Expanding or moving business operations into Southeast Asia requires a deep understanding of the different emerging economies in the region. Navigating the political system, understanding consumer purchasing patterns, recognizing the dark horse that others overlook for investment, and finding the right local business partners are all important factors, as Chris Bruton, Director for Thailand and Indochina at Dataconsult, shared with us during the last official business meeting of the study abroad program.
Of the 10 countries in the Association of Southeast Asian nations, the ASEAN 5 (Thailand, Cambodia, Laos, Myanmar, Vietnam) currently account for 1/4 of its GDP and roughly 39% of ASEAN’s population. Having seen first hand the rapid growth taking place in Ho Chi Minh City and Siem Reap, and the consumerism rapidly spreading throughout their respective countries, this put in perspective for me the great opportunity present in these developing economies.
Thailand leads, growth and infrastructure-wise, its sister countries in the ASEAN 5. It is considered a manufacturing center, especially for consumer goods, and an air transportation hub (Suvarnabhumi Airport handled 48 million passengers last year, just surpassing Singapore Changi Airport). The flood, which tragically hit the country in October, actually created a promising infrastructure investment opportunity as $50B in damages presents a chance to build new state-of-the-art plants and facilities. In fact, Habitat for Humanity has been involved in the aid of post-flood rebuilding.
Doing business in Thailand is relatively easy for Americans. The Treaty of Amity and Economic Relations from 1966 allows U.S. and Thai companies’ equal economic access to one another’s markets. Thailand ranked 17th in the World Bank for ease of doing business but lacks adequate education programs to compete on a global scale (ranked 62 in the World Economic Forum, still significantly higher than the ASEAN 4). Thailand also ranks relatively low in political stability because, here, the caste system is still very much in practice. This means that everyone has a distinct place in society – Brahmin social elite, merchant class, peasant & worker class – and it is difficult, if not nearly impossible, to escape their rank. Improved education is the key both to overcoming these challenges and to long-term democracy. As the boom in internet access spreads through Thailand and the ASEAN 4, knowledge spreads and dissatisfaction grows with current systems, as we’ve recently seen in other regions of the world.
After travelling to 3 of the 5 ASEAN nations, it does appears that Thailand is more “with it” than its neighbors. After learning from Chris for an hour, I would now attribute that to a recent history devoid of war, being more capital-intensive (rather than labor intensive), and possessing the factors which resulted in a higher WEF competitiveness ranking.

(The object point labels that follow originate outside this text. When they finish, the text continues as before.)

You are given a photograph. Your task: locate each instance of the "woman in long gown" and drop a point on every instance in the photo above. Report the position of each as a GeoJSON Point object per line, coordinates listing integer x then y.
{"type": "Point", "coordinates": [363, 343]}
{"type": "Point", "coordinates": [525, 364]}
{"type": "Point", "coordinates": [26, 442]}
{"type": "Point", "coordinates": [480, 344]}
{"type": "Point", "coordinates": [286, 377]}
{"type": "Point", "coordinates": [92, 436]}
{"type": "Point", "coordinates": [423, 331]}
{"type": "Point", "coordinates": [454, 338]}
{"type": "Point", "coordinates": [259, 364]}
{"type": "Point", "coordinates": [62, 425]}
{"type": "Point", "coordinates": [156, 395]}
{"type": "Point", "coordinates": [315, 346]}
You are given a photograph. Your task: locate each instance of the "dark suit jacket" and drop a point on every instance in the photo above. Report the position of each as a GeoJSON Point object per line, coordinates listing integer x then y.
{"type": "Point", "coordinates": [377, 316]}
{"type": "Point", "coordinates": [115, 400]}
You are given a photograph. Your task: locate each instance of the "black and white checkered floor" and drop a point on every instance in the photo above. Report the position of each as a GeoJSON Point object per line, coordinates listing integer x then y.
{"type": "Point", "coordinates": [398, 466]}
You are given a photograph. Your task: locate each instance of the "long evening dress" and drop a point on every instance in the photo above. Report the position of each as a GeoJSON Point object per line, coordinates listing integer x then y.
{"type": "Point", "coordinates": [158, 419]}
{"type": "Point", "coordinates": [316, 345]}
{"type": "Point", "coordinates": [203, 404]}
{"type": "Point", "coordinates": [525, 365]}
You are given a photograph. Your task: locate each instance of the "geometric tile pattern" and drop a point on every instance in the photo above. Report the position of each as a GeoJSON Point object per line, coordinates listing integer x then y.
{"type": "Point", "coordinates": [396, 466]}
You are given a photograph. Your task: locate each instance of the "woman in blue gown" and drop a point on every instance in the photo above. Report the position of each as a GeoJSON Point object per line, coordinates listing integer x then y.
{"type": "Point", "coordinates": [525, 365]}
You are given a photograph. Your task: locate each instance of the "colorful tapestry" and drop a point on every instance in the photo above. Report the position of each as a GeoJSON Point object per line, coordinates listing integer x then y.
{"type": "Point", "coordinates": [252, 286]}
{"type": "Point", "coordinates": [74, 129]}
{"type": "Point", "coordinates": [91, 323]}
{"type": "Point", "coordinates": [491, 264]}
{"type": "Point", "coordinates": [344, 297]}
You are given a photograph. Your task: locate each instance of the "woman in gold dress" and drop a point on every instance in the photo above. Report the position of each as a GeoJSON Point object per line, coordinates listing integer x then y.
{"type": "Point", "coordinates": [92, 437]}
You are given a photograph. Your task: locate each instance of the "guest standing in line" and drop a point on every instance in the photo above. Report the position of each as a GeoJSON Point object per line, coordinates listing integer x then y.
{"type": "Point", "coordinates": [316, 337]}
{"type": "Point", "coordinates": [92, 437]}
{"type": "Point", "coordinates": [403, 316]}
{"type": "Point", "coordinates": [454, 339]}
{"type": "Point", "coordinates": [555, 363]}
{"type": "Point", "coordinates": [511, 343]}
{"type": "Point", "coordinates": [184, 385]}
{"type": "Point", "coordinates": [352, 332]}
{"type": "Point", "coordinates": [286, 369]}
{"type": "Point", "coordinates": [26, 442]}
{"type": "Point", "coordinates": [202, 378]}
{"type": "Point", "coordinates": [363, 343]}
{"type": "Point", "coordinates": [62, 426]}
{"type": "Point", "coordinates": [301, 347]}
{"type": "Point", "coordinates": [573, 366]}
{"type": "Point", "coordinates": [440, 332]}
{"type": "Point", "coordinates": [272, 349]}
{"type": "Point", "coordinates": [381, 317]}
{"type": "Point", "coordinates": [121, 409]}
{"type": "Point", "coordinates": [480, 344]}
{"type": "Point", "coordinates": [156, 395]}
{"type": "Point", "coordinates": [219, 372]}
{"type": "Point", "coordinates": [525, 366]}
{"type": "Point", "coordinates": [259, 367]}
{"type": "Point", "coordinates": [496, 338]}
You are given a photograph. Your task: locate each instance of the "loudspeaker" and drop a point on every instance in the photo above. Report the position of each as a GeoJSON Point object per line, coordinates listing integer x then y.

The other 4 nations in the ASEAN 5 rank low in ease of doing business (Vietnam ranks 98, Cambodia ranks 138, Laos ranks 165), competitiveness (Vietnam ranks 65, Cambodia ranks 97), and, as we had learned only days before, the education system in Vietnam and Cambodia are quite poor (Vietnam ranks 103, Cambodia ranks 120). Communist authoritarianism in Laos and Vietnam and endemic corruption in the region create substantial challenges for any business to run successfully. As we saw with businesses like Intel, helping the governments with policy formulation and follow through is necessary – these nations have poor records of carrying out newly created policies. My classmates and I learned at Fulbright that, in the case of Vietnam, reform is needed within the banking system as bank insolvency is one of the largest causes of the recent inflation of the dong.
Mr. Bruton mentioned that Myanmar is a dark horse in the region, showing a lot of potential. Largely ignored because of its relatively “closed off” history to the rest of the world, it appears to be in a turning point politically. The country has a vast energy, mineral, and agricultural resource base, but like its neighbors, has huge challenges in infrastructure, bureaucracy, financing and labor.
During this incredible study abroad program, Dr. Shultz provided us a total immersion in the local customs, a unique exposure to and perspective of international culture, and lessons of endlessly fantastic opportunity in a truly beautiful part of the world. I am forever grateful to him for the countless lessons he has bestowed upon me.